2008 marks the year of blog deflation while 2006-2007 sees the peak of blog creation. A quick analysis of any bubble-bust cycle says that you can tell it’s a bubble when every other dump human being is doing it and trying to make money off of it. Just like you can tell a housing bubble burst is imminent when your cashier hands you a business card and tells you that she’s going to be a real estate agent next year. Nevertheless, it just proves the basic theory of “how to get rich”. 1. You inherit it 2. You win a lottery 3. You do something well and you do it again and again.

Signs of the Bust

I’ve been surfing through Blogmad and Blogexplosion in an attempt to bump into some random quality blogs. In 2007 I see mostly blogs that are devoid of content and filled with ads that no one ever clicks. In 2008, it gets even harder to stumble upon some quality blog because I keep on hitting deleted or abandoned blogs. Based on the statistics obtained while cleaning up my archived bookmarks, 95% of the sites I used to visit in 2000 have disappeared off the face of earth.

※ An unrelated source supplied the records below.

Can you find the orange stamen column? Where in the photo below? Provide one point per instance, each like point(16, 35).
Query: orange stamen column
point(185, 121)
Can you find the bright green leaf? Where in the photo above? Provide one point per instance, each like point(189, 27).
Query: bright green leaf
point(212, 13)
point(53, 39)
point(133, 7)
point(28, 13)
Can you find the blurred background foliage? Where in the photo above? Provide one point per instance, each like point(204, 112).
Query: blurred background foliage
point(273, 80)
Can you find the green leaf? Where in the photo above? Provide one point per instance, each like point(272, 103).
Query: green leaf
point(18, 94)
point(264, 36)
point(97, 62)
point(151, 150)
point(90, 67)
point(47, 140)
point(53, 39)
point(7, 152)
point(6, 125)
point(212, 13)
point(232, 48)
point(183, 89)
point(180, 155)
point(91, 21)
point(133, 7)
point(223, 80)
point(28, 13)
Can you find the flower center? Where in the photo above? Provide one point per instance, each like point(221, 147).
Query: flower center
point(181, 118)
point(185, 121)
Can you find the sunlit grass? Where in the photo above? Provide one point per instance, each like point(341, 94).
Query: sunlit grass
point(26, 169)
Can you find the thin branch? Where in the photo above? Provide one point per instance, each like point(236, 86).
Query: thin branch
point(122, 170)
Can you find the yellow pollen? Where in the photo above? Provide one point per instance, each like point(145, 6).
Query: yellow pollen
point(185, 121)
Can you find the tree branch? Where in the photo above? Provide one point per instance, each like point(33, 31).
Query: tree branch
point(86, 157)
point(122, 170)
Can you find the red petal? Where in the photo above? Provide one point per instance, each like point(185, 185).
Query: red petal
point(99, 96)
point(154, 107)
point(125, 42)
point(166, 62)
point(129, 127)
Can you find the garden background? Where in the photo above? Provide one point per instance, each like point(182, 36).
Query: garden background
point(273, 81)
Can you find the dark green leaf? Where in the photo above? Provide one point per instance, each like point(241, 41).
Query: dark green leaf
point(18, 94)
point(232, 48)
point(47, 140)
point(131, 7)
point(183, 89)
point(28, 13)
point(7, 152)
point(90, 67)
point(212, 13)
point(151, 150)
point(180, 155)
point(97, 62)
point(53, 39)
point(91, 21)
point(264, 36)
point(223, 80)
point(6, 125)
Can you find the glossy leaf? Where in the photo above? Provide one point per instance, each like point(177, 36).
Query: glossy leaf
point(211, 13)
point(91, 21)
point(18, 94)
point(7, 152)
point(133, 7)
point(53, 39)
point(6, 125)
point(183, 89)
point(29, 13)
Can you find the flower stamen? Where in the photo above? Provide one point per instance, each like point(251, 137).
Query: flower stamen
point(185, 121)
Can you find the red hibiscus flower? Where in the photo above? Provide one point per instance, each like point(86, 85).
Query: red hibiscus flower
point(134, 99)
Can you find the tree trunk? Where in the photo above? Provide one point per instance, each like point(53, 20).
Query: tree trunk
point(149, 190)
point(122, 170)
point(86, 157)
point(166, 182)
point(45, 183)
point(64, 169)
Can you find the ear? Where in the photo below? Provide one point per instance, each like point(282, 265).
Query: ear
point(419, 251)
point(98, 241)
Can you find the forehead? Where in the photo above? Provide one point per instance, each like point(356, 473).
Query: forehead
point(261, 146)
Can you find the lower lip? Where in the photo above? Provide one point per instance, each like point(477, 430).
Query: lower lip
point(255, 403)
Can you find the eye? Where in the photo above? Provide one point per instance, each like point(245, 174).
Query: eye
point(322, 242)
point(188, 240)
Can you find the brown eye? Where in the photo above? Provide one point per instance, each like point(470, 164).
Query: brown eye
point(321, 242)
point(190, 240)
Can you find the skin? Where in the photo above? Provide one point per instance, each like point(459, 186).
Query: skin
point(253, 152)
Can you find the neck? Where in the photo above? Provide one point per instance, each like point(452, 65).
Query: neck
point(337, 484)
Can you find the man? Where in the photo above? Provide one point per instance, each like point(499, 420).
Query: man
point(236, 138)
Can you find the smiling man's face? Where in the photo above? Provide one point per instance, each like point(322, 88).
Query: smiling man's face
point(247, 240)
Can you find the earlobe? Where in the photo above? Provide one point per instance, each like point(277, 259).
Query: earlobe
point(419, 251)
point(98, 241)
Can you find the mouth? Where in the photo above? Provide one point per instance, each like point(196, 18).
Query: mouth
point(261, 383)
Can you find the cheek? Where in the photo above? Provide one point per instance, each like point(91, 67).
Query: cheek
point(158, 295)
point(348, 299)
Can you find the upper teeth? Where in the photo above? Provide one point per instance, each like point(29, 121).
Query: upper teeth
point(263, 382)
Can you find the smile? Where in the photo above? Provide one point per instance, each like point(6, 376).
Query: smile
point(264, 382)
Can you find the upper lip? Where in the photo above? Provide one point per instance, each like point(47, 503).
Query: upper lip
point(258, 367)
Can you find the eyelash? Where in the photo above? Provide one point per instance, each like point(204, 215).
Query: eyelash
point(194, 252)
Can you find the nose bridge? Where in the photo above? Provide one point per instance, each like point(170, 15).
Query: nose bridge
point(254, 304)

I also saw the demise of PayPerPost (now IZEA) as Google demoted most of the blogs that got paid to write about whatever the advertisers want. I am guessing that the name change to Izea is another failed attempt at avoiding the Google hammer. In the beginning, it was used by bloggers as a fast way to get incoming links and in turn, increase a blog’s google page rank.

People also started grabbing every domain name they can find as if they are hot real estate. I am pretty sure that at the time of this writing, every word in the English dictionary has already been taken. There are news that Network Solutions actually grabs and registers your domain name once you searched for it so that you are forced to register through them at 6 times the original cost. Google is putting the axe on this practice by not allowing adsense to work on domains less than 5 days old (You can cancel the registration within 5 days)

Implications

What will be the negative consequences of a blog bust? I think the immediate impact will be on these domain name hoggers because it takes money to keep these registered. Then a few startups that relies on blogging.

Web design and web hosting companies are next in line to see some earnings decrease and we will see a cool down in demand of web apps. Seriously I think I am just about saturated by web 2.0 applications. There’s almost a new tool everyday that help do the same thing but in a different manner. So the software industry will go down along with it and we’ll finally see a cease in hot demands of software programmers.

Since SEO only represent a tiny part of Google’s searches, I believe that even if that notion got wiped out, it still won’t affect Google, so google stays.